Abengoa Bioenergy US Holding LLC said in court papers it needs a 120-day extension to its exclusivity period to give it until 21 October 2016 to file a reorganization plan.
According to an announcement in the New York court, bankrupt solar power producer SunEdison allowed its unsecured creditors to investigate its bankruptcy amid an agreement the company reached with its junior creditors on its finance package.
SunEdison, carrying debt of $16bn at the time of filing for bankruptcy. The troubled company hasn’t yet filed audited financial statements for 2015.
It appears that during court proceedings, creditor’s evaluation of SunEdison’s financial affairs revealed little information regarding SunEdison’s subsidiaries that were not involved in the bankruptcy.
In exchange for the right to investigate, SunEdison’s unsecured creditors agreed to withdraw opposition to the company’s $300m bankruptcy financing package.

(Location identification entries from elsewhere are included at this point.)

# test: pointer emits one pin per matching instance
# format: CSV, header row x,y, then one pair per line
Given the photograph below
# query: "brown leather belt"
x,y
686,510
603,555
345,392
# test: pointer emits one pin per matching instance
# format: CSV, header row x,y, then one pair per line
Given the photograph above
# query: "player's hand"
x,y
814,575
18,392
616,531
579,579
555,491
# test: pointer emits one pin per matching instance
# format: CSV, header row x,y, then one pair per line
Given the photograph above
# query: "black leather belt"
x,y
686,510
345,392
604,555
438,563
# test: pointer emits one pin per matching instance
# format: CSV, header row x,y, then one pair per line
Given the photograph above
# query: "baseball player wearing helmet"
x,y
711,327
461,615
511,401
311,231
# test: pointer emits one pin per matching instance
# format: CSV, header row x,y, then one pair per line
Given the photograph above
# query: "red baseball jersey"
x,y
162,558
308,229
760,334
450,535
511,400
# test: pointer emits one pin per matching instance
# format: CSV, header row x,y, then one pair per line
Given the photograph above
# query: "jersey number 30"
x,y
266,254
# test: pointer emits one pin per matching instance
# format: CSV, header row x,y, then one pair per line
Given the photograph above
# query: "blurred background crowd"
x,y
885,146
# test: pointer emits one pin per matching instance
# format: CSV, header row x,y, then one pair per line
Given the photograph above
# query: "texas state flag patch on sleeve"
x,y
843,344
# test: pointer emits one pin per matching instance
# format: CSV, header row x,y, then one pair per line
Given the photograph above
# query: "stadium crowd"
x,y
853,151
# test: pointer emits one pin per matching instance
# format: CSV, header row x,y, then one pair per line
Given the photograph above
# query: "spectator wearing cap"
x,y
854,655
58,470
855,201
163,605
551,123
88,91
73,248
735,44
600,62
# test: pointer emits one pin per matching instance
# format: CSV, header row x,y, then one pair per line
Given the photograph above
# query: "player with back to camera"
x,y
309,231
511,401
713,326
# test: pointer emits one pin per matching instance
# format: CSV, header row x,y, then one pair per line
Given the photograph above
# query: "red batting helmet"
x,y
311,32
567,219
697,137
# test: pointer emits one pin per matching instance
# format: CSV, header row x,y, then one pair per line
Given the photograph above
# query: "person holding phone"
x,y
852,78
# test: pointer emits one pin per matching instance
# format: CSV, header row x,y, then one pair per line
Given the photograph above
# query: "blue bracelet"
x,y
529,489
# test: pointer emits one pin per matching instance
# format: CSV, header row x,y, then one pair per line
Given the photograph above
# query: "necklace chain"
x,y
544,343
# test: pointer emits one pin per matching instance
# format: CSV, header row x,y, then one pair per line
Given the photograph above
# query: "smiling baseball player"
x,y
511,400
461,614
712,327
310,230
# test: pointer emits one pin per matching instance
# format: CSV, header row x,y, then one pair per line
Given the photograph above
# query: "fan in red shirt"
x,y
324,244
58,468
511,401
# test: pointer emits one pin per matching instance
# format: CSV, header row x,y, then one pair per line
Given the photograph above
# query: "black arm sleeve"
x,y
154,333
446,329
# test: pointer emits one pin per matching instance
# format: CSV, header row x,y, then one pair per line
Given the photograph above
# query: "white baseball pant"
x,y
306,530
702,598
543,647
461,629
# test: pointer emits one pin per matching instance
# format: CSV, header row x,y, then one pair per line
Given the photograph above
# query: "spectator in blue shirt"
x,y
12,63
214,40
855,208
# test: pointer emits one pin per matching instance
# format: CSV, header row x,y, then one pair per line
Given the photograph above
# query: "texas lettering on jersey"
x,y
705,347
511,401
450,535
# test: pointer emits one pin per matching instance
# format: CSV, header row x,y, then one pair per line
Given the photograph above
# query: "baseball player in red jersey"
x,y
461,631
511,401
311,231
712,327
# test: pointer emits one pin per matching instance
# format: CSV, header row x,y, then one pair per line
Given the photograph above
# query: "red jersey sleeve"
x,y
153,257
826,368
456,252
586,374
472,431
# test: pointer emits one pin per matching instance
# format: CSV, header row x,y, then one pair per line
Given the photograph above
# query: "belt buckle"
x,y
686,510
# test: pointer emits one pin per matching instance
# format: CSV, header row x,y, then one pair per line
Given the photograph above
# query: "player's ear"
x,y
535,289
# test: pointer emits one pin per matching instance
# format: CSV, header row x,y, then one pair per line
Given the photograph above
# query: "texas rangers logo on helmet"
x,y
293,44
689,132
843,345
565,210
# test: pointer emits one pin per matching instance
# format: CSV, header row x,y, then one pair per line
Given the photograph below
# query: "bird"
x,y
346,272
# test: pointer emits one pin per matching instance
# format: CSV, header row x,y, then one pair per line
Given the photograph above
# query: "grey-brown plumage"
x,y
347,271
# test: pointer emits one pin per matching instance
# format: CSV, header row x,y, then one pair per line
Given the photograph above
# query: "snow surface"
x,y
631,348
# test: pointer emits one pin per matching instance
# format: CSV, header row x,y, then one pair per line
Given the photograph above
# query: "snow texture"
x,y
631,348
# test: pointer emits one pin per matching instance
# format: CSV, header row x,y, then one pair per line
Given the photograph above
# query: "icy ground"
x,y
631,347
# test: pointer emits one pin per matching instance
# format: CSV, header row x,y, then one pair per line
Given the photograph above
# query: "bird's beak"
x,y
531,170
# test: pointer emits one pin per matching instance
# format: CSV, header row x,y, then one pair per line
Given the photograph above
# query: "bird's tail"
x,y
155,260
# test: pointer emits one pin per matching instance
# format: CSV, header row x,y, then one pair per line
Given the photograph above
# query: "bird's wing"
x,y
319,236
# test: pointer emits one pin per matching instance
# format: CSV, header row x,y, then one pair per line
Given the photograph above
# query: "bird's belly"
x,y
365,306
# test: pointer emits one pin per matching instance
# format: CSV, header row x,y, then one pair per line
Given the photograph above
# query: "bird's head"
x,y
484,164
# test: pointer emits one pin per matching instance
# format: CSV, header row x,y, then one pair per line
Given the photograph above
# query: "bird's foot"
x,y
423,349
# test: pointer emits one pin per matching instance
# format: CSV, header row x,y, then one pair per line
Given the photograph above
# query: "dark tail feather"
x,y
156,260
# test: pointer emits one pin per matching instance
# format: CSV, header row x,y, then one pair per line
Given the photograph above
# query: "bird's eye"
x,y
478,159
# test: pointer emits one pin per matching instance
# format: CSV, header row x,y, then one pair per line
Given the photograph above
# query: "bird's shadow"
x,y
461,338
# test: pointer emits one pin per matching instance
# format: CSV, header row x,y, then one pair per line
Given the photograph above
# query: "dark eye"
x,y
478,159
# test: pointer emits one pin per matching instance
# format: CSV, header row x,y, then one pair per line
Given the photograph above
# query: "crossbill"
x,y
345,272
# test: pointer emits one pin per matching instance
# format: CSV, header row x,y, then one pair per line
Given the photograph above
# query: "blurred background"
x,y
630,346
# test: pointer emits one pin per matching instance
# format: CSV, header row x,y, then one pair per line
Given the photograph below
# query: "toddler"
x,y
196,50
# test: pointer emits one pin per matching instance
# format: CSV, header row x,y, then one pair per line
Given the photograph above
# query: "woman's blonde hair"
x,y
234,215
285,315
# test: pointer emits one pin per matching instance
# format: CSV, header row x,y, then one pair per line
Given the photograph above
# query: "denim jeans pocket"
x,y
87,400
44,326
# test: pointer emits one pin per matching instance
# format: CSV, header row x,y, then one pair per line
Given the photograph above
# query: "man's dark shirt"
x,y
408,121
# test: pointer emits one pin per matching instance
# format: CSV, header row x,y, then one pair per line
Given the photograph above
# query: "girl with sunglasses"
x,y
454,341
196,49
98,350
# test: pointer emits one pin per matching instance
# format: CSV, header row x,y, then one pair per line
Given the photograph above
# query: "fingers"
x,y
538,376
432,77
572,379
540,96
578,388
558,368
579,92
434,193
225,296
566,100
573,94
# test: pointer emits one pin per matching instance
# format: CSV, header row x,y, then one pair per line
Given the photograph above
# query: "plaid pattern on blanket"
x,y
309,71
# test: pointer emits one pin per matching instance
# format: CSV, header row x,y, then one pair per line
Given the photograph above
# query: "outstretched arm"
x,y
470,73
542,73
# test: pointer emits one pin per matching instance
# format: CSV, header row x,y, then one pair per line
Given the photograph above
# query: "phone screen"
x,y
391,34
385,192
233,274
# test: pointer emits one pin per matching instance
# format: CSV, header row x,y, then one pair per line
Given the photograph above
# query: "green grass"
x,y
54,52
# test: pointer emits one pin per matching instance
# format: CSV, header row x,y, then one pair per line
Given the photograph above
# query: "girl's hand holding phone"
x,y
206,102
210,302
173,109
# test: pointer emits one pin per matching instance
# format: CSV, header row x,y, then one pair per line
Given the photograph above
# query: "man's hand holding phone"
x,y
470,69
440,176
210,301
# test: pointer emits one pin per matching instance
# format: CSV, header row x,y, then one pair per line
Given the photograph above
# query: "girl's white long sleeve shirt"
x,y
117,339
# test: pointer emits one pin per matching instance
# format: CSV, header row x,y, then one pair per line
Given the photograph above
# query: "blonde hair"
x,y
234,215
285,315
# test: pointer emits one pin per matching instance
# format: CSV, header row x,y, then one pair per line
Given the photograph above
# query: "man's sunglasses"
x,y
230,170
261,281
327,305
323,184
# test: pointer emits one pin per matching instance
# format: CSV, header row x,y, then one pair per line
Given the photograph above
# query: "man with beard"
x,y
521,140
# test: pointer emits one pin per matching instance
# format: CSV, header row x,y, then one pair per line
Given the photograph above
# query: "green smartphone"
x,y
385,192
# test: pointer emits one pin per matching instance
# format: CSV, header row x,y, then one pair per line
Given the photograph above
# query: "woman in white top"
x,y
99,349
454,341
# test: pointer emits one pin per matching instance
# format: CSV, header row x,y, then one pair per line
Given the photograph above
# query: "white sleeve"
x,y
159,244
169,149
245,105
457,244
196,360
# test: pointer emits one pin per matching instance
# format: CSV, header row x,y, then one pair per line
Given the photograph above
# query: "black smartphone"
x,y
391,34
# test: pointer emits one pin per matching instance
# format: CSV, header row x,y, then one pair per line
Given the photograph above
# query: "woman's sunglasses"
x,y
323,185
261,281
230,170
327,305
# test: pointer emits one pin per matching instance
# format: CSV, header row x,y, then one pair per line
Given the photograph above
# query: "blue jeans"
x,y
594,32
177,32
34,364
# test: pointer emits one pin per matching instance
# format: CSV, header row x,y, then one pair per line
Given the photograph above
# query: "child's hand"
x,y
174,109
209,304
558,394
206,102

SunEdison’s yieldcos or its most significant creditors, TerraForm Power Inc. and TerraForm Global Inc., reached an agreement designed to make sure the company that once owned them would be able to meet its obligations to them.
The committee investigation would replace a probe SunEdison had earlier requested, one that creditors declared to be too limited in scope and budget.
In addition, SunEdison’s bankruptcy financers, which are also the company’s senior lenders, agreed to free up for junior creditors up to $50m of insurance coverage available under the company’s officers and directors liability insurance coverage.